In the April-June quarter, gross domestic product in Japan only grew by a disappointing 2.6 percent. Many market experts predicted that it would at least grow by more than 3 percent.
Shinzo Abe stated that the extent of GDP growth is one of the key factors in deciding whether to raise consumption tax (sales tax) in April.
Economy Minister, Akira Amari, said: “My views is that (GDP), which is one of the factors by which we plan to make the judgment, continues to produce good numbers.”
Amari added that the GDP figures were “solid” and that the government is still likely to raise the sales tax.

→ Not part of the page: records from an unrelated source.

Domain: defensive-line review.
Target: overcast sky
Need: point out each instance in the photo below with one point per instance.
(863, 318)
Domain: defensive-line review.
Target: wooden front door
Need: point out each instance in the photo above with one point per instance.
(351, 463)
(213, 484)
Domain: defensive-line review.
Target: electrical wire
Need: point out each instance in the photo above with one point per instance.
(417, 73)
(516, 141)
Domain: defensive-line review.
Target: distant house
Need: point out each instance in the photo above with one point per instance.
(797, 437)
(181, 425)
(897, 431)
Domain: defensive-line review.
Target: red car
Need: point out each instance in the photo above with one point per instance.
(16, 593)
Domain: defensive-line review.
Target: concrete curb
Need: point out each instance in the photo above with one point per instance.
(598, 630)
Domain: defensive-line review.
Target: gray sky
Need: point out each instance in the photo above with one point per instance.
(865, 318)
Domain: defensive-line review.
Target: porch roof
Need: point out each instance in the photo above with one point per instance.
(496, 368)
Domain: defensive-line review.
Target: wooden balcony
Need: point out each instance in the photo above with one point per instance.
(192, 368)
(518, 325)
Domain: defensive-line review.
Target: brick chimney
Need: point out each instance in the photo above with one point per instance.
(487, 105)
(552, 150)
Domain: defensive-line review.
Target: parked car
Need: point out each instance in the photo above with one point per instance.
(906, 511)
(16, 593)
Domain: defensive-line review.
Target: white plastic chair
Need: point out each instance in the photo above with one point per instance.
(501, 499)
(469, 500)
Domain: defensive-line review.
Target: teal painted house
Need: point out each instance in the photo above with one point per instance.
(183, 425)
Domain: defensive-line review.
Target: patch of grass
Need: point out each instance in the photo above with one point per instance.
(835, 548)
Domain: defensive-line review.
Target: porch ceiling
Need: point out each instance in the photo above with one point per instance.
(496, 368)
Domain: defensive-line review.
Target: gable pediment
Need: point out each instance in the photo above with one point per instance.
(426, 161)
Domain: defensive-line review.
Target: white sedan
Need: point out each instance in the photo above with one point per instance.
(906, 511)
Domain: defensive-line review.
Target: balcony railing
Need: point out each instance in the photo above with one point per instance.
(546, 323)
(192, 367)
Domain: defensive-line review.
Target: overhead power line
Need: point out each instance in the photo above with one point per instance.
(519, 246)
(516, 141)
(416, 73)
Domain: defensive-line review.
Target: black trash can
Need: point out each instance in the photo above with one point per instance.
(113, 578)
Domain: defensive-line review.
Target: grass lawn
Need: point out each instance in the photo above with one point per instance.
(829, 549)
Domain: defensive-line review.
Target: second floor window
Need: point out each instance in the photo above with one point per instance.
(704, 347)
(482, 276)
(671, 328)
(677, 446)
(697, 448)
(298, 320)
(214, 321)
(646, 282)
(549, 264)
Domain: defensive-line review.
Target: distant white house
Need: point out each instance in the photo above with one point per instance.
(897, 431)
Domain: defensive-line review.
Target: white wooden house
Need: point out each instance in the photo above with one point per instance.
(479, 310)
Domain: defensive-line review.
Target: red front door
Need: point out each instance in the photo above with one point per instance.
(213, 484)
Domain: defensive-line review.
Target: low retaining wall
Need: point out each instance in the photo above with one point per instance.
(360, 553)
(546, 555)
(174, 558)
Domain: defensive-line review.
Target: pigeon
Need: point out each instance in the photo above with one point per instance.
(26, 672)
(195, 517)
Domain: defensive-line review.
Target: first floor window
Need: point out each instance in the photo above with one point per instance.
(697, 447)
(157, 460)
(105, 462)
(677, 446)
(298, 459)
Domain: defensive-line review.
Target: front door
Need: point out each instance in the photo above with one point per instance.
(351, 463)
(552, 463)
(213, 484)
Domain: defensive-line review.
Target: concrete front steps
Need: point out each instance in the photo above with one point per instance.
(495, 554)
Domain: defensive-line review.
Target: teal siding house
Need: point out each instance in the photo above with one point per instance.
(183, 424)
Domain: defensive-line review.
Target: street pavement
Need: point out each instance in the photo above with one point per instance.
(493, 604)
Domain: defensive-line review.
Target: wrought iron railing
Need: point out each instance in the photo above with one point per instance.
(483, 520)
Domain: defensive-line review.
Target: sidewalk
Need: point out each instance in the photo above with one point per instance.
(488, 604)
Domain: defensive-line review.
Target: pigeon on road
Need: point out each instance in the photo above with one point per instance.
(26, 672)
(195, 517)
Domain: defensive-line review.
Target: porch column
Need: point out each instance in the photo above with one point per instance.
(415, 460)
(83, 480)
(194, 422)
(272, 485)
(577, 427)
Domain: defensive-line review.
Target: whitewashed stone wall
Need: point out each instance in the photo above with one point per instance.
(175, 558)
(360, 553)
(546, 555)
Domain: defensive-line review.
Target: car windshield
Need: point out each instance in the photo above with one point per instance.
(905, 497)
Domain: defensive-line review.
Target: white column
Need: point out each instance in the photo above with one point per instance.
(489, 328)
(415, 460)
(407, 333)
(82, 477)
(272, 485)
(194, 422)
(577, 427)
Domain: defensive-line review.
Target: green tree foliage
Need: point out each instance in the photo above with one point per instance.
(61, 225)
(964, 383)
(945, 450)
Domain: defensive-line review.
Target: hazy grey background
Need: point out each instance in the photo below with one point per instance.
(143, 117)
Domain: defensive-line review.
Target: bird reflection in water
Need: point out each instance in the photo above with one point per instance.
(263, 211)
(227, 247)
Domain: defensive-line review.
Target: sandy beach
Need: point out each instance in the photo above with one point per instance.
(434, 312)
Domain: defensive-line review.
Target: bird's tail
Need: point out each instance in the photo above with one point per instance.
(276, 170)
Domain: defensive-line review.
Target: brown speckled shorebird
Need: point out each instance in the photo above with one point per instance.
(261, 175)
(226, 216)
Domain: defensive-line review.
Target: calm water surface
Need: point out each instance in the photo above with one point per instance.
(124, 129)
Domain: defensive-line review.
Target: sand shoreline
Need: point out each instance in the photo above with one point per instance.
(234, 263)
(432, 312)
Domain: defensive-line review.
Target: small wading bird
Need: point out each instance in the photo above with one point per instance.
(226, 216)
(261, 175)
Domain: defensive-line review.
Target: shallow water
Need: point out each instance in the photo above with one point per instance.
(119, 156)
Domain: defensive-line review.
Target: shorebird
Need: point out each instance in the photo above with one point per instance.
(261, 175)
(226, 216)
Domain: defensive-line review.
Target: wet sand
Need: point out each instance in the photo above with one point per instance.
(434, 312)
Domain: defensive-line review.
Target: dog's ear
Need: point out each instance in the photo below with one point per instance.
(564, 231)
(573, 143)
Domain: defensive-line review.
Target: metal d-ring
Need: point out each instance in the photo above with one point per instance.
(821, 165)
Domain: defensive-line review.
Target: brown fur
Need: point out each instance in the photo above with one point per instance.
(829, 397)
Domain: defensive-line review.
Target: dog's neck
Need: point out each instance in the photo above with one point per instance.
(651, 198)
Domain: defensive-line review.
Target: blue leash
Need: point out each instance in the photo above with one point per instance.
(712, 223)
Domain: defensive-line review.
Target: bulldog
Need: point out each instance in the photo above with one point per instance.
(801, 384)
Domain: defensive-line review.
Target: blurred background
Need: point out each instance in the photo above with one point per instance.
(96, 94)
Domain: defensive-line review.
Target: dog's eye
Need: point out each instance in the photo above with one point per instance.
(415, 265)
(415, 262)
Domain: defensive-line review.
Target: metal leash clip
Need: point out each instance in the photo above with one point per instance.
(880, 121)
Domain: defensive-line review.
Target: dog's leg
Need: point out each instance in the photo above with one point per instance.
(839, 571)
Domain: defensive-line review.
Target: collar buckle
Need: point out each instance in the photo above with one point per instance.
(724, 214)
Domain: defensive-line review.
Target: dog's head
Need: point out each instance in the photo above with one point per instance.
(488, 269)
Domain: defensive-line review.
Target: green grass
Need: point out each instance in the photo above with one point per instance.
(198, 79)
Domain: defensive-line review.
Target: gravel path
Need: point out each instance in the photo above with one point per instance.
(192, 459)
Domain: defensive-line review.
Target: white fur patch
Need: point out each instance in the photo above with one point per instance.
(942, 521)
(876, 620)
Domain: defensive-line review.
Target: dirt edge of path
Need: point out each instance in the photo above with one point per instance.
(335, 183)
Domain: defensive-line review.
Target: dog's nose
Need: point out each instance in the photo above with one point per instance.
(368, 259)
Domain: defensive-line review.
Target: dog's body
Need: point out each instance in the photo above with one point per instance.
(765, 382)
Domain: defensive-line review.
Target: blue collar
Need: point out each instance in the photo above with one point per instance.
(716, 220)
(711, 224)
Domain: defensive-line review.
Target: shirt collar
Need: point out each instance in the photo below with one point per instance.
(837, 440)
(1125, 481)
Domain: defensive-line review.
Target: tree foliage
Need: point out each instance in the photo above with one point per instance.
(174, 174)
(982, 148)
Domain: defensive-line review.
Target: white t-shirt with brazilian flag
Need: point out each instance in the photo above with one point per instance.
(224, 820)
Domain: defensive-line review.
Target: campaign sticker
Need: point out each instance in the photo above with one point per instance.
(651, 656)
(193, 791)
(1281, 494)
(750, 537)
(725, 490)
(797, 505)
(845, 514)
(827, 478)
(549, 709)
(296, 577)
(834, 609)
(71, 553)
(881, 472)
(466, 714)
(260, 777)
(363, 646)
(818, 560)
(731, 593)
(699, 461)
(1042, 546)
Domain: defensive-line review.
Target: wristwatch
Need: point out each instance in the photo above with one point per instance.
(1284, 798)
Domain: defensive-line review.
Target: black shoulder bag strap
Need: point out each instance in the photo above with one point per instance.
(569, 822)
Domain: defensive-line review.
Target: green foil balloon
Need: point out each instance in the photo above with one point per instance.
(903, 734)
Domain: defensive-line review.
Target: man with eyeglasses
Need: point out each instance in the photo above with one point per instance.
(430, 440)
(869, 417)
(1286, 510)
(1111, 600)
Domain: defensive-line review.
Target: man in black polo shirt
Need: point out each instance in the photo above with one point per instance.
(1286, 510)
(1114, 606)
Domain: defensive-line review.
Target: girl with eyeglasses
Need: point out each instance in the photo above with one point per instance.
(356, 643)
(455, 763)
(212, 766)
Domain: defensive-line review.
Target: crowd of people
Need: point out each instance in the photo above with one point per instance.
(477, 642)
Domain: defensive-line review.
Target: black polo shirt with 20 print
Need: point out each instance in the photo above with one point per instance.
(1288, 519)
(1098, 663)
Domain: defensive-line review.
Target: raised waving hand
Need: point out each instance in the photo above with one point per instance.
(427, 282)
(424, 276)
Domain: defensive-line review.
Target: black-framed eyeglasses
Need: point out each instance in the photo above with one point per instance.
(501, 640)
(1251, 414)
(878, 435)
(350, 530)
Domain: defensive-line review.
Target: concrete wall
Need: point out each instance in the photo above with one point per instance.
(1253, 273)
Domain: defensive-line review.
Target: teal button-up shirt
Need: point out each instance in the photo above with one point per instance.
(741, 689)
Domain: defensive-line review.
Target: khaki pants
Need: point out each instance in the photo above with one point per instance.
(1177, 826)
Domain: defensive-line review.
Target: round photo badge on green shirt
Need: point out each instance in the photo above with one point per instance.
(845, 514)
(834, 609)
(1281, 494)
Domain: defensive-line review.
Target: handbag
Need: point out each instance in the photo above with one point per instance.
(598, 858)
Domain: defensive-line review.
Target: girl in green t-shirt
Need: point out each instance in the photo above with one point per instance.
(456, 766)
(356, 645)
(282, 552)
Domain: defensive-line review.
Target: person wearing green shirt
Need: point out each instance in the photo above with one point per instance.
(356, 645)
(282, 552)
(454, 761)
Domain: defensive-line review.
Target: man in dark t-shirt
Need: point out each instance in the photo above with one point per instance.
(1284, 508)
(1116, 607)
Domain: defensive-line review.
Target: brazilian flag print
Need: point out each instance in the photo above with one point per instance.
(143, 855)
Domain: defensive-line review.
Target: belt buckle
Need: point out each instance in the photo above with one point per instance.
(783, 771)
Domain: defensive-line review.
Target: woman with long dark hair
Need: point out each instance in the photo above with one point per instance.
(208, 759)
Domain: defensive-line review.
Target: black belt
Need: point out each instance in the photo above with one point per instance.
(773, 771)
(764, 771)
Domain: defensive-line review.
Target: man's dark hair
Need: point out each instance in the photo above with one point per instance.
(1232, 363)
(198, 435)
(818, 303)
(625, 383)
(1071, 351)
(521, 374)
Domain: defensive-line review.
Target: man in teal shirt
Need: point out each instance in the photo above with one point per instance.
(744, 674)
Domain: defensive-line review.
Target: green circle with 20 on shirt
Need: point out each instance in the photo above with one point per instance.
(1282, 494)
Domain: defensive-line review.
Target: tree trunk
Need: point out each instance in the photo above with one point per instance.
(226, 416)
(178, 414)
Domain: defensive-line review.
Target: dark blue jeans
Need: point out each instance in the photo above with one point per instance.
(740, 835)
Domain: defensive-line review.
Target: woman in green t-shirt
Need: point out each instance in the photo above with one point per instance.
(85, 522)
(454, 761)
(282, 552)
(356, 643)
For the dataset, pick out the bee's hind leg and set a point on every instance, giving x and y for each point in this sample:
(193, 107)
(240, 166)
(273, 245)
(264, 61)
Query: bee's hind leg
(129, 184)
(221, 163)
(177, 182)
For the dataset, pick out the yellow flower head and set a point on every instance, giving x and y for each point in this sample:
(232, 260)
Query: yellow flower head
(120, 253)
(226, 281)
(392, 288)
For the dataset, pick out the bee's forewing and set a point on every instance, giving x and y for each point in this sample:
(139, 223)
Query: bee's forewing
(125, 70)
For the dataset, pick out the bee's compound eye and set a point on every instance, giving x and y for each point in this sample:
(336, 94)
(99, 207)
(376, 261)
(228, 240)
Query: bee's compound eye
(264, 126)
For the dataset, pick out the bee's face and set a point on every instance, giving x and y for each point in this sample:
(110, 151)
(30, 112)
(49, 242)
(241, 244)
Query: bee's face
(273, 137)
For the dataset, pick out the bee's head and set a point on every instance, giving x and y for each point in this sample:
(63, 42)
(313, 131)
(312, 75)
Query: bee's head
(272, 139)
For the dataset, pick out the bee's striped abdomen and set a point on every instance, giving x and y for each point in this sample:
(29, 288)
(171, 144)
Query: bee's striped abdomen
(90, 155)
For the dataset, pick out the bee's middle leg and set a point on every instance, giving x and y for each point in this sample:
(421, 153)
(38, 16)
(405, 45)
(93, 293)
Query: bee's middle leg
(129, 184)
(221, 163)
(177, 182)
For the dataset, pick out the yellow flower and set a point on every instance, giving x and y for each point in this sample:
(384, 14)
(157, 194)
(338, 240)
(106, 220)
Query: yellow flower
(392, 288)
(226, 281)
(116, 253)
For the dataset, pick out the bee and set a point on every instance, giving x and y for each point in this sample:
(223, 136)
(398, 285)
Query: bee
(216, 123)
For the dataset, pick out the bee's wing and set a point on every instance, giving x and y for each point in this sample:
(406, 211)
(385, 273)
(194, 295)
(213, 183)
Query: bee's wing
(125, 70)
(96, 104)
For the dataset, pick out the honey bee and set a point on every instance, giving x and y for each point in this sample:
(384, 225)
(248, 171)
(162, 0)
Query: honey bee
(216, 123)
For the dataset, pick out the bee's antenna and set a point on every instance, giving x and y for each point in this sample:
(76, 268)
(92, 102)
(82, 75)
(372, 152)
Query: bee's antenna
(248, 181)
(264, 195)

However, business investment has been poor and there need to be policy changes to improve it.
Mr. Amari commented:
“Personally, I’m hoping that we will take whatever it takes–including tax, budget and monetary policies–to ensure solid development in capital investment. It will be a key task for us to work on measures to strongly bolster capital expenditures in the parliamentary session this autumn.”
Since the beginning of 2013, the Nikkei Stock Average increased by 30% and the Yen weakened by 12 percent against the dollar, showing some positive improvements in the economy.
Lack of investment in Japan
In fact, the weak yen has resulted in company profits almost doubling in the second quarter, according to recent reporting by SMBC Nikko Securities. Despite the increase in revenue there has been a lack of investment, with capital expenditures dropping 0.1 percent.
This disappointing second quarter economic growth in Japan may not be too much to worry about though. Taro Saito, a senior economist at the NLI Research Institute said that the low GDP figure shouldn’t be a cause for alarm.
“Looking overall, it’s clear that the economy is in recovery. There is no reason why this figure should be a reason to postpone the sales-tax hike.”
Even though residential spending was lower than he had expected, this could change when more data is available.
In fact, some economists believe that the low GDP figure could be a result of the way that the data are gathered. Residential investment was only based on progress in construction, according to a government official briefing.
The Japanese Ministry of Finance will be releasing a survey this September which could provide a better and more accurate description of Japan’s economy.
Last week, the International Monetary Fund (IMF) said that Japan urgently needs to reduce its debt mountain.